Certains partaient en apprentissage dans une école de mécanique ou de charpente, d’autre dans une ferme, d’autres encore allaient à Alby-sur-Chéran au collège, qui était la pépinière des instituteurs.
Ce collège, c’était l’école supérieure. Dans les premiers temps, les élèves y allaient à pied, matin et soir, et puis certains ont réussi, par la suite, à se procurer des vélos.
L’hiver, ceux de Cusy, d’Allèves, couchaient à Alby.
À l’école supérieure ? Non, les habitants d’Alby faisaient pension.
Les transports scolaires
Gaston Daviet a été aussi conseiller général du canton d’Alby-sur-Chéran de 1963 à 1972 et a vu la création de l’un de ses deux premiers syndicats intercommunaux.
En effet, si une ville comme Annecy n’avait pas trop de difficultés pour organiser dans son enceinte des transports destinés aux enfants, il n’en allait pas de même pour les villages ruraux alentour. Le canton d’Alby a été, avec celui de Faverges, l’un des premiers à se doter de moyens de transports scolaires. La date en paraît bien éloignée : 1958 et le ramassage a débuté sur la commune de Cusy. Le syndicat a eu ensuite à organiser un ramassage scolaire complet financé par le conseil général et concernant les communes du canton.
Il ne faut pas oublier une autre facette de Gaston Daviet, celle, et je le sais par expérience, où se traduit sa réelle passion, celle du bois. Je l’ai entendu parler avec une précision extraordinaire de caisses qu’il réalisait, des moteurs qu’il réparait soit sur son camion, soit sur la scie.
Le bois
Gaston Daviet est ce que l’on appelle communément un homme qui s’est fait par lui-même. Son grand-père était charpentier, il avait construit une scie au siècle dernier vers 1880. Il travaillait le bois et faisait tous les objets que l’on peut imaginer. Il avait ça dans la peau et Gaston Daviet a découvert sa passion vers l’âge de douze ans, peut être même avant.

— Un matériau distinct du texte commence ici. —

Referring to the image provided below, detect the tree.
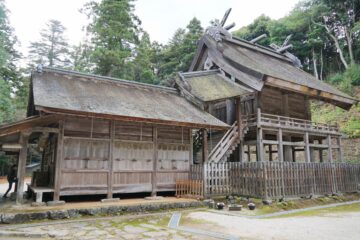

« Quand mon grand-père est mort, j’ai fait tourner la vieille scie, j’ai eu une promesse de vente à 21 ans… il a fallu partir et… j’ai tout racheté. J’ai scié jusqu’à vingt-huit ans. Entre temps, il a fallu partir à l’armée à 22 ans (en 1933 au mois d’octobre), je suis ensuite devenu exploitant forestier ». Mr Daviet profitait d’une convalescence pour acheter une autre vieille scie du côté d’Albertville. Il construisit un bâtiment pour abriter cette scie qui était à l’origine montée en plein air.
Cela a été le début de l’activité et le premier bois fut vendu en septembre 1929. Pourtant, le travail n’a pas toujours été une activité très lucrative. Gaston Daviet a un souvenir précis des prix de vente du bois.

La fluctuation des cours
« Quand je suis revenu de l’armée… on s’est cassé le nez comme toutes les entreprises à l’époque. Il y avait une baisse colossale du prix du bois… (2)) » Notre narrateur a vendu ses premiers bois qui valaient 420 F. En 1939 : 360 F pour des bois de troisième catégorie, c’est à dire ceux destinés aux emballages.
Entre temps, un ennui technique mettait la scierie hors d’état de fonctionner.
Ces quelques lignes sont extraites de plusieurs jours d’entretiens passionnants qui nous permirent de survoler, trop rapidement, une longue période de notre proche histoire.
Merci Gaston Daviet.
Pierre Lantaz
Article initialement paru dans Kronos N° 7, 1992
(1) En 1990, 1324 habitants au dernier recensement en 2017. (N.D.K.)
(2) La France est frappée par la grande crise économique à partir de 1931. Avec la chute des exportations, le cours des principaux produits agricoles s’effondre et la production industrielle diminue d’un tiers.
Le pays s’enfonce alors dans une grave crise sociale. En cinq ans, le revenu moyen de la population baisse environ de 30%. Certaines catégories sociales sont particulièrement touchées : les ouvriers frappés par le chômage et les agriculteurs dont le revenu s’effondre. Les classes moyennes souffrent aussi petits patrons et commerçants appauvris ou ruinés, fonctionnaires dont l’État a diminué les traitements.